Perhaps the biggest obstacle to teaching responsibility is our culture. While the world constantly provides kids with opportunities to evade responsibility, parents struggle to keep them on track. Fortunately, these efforts seem to pay off in the long run.
It's (not) all about you
Kids today are bombarded by information constantly. They are pressured to pump their social networks full of personal information on a daily basis. This process often skews their perspective and creates an environment of instant gratification. The concept of long-term goals is pretty foreign when all you want to do is Tweet about every mundane detail of your day.
"It's as if the fantasy world created by technology has become their reality," says Jay Fitter, family therapist and author of Respect Your Children: A Practical Guide to Practical Parenting. "As parents, you owe it to your children to prepare them for life." While their "friends" may be interested in their actions, the world is just waiting to dish out consequences.
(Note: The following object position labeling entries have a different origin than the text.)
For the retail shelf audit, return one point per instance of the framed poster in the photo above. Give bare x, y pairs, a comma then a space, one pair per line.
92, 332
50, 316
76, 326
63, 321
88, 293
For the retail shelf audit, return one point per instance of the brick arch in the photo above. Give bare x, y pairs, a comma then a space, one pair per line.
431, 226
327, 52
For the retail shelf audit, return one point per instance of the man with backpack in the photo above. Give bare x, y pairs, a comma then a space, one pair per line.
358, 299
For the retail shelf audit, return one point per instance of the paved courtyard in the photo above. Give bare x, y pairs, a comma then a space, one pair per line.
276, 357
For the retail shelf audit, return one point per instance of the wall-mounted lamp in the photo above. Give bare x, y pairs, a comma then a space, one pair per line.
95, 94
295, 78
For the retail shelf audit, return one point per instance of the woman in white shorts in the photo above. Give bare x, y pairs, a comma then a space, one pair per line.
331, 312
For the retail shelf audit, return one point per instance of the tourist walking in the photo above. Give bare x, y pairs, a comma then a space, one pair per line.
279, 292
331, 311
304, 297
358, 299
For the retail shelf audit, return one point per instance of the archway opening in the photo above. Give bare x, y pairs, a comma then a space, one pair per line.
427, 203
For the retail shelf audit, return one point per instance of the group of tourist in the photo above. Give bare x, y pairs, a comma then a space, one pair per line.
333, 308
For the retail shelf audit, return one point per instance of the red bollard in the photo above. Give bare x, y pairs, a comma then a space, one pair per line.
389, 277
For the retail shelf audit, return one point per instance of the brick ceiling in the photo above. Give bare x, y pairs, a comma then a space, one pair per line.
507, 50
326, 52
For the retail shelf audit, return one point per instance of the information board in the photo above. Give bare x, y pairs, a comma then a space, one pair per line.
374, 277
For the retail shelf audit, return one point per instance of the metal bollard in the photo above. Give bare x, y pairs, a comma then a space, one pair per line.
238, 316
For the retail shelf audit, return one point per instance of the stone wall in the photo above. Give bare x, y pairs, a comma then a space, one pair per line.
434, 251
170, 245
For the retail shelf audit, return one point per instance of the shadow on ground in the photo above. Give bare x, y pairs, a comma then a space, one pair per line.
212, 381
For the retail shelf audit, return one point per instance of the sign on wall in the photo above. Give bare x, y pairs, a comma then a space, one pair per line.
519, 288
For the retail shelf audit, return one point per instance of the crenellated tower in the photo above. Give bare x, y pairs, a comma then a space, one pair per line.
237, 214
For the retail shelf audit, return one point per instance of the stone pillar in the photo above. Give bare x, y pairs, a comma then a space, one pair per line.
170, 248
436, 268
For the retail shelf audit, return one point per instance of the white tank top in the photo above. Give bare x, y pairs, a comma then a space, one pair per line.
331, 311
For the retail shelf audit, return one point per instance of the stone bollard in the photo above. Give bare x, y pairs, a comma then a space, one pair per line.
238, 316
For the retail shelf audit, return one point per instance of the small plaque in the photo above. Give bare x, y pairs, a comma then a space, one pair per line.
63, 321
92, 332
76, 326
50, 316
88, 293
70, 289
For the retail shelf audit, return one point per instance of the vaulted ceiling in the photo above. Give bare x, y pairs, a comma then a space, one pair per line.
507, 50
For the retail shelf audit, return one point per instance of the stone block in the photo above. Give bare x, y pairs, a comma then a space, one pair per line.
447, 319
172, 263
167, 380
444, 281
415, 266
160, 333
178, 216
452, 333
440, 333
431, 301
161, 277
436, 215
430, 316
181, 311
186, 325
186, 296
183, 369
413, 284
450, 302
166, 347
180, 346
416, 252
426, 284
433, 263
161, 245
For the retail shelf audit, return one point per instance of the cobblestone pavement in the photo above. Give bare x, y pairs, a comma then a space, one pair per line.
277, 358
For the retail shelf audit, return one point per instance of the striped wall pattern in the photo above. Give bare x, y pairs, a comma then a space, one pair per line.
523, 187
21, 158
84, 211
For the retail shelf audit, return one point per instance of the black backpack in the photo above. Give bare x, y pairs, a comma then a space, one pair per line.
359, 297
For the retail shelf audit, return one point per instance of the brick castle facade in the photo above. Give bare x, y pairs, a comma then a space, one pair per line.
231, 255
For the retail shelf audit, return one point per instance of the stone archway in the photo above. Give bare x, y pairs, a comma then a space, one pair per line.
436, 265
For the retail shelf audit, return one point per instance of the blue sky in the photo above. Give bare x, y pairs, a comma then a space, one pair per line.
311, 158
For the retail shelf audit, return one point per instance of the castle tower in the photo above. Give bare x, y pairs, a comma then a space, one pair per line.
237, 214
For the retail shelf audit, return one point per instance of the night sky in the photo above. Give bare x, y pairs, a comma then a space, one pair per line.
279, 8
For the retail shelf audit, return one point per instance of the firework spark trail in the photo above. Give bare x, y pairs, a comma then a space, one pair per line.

That being said, real life does not revolve around their every move, which is a sometimes harsh but crucial message.
Responsibility is power
Many parents are tempted to take responsibility for their children's actions in order to protect them, but doing so does just the opposite. "When kids learn to take responsibility, they are empowered, competent and resilient, that they can take on the real world in an authentic way," says Dr. John Duffy, a clinical psychologist and author of The Available Parent: Radical Optimism for Raising Teens and Tweens. "We rob them whenever we take responsibility for their actions ourselves. It may prove us competent, but it does nothing to raise the esteem of the child."
Is teaching your kids to take responsibility easy? Of course not, but successful parenting is rarely easy. Still, this is one lesson you don't want to ignore. "If they fail to learn the responsibility lesson, kids have a very hard time transitioning into adulthood," says Dr. Duffy. "Many feel wholly disempowered and incompetent, in work and other areas of their lives, because of their lack of practice taking responsibility earlier in their lives. This is no small thing, as for many adults it leads to a lifetime failing to meet potential, which often results in feelings of depression and anxiety."
There are entire parenting philosophies dedicated, at least in part, to raising responsible kids. For example, the Love and Logic approach, which emphasizes learning through consequences. Natural consequences are perhaps the best tools available to teach responsibility. Consequences are less painful during childhood when the stakes aren't quite as high as they are in adulthood.
||"By being consistent with our expectations and communicating those expectations effectively, we can hold children accountable using logical consequences," says Fitter. "In other words, the consequence must be directly related to the problem. Parents should not shield or protect their children from the results of their poor choices."